Faster remedy for heart attacks at hospital

Heart attack patient Bruce Summers, home after three nights in hospital, has his blood pressure...
Heart attack patient Bruce Summers, home after three nights in hospital, has his blood pressure taken by district nurse Raewyn White. Photo by Peter McIntosh.
Last Sunday lunch-time, Dunedin man Bruce Summers had just finished telling a friend how he had not had any heart problems for a long time when he began to get severe chest pains.

He was in Mosgiel after finishing his usual 20km Sunday bike ride on the Taieri.

Back in Dunedin, clinical leader of Dunedin Hospital's cardiology department, Associate Prof Gerry Wilkins, was planning his own bike ride later in the day, after he had mowed the lawns.

Ninety minutes after Mr Summers' symptoms began, Prof Wilkins and his team at the cardiac catheter laboratory had inserted a stent into the patient's troublesome artery.

It was the second stent procedure for 48-year-old Mr Summers.

Three years ago, he joked that he avoided giving his wife Barbara flowers on their 20th wedding anniversary by having a heart attack.

On that occasion, the stent was inserted a day later and he spent six days in hospital.

He returned home so debilitated it took him 45 minutes to walk to the end of his street in Green Island.

This time, he spent three nights in hospital and was feeling "great".

He felt so good the day after his heart attack, he suggested he was ready to go back to work as a representative for Cooke Howlison Toyota.

However, he was banned from driving for four weeks.

His second heart attack was the result of a blockage from a clot and scar tissue in the area of his stent.

Prof Wilkins said the treatment received by Mr Summers had been done during routine working hours and for very high-risk cases for several years.

Recently, the hospital moved to making it the standard treatment for people presenting with bigger heart attacks (called STEMIs ST elevation myocardial infarction).

Previously, when people presented with heart attacks like Mr Summers', a clot-busting drug costing between $1000 and $2000 would have been administered.

An angiogram to assess the narrowing and angioplasty to insert a stent holding the narrowed section open would have been done later.

Prof Wilkins said it had become clear that, in expert centres like Dunedin, if angiograms and angioplasty could be done immediately the patient presented, there was less damage to the patient's heart muscle and the patient's long-term prognosis was improved.

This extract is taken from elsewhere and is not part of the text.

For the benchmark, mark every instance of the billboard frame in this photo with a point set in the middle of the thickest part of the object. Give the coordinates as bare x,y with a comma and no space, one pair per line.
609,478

What was really important, however, was that patients having heart attacks got to hospital quickly.

Patients needed to be seen in the first 60 minutes after the onset of symptoms.

"The sooner we can get the artery open, the smaller the heart attack."

Three cardiologists and a team of technical, radiography and nursing staff carry out the work as required around the clock.

The team, once it had received the alert from the emergency department team, could start the procedure within about 30 minutes, he said.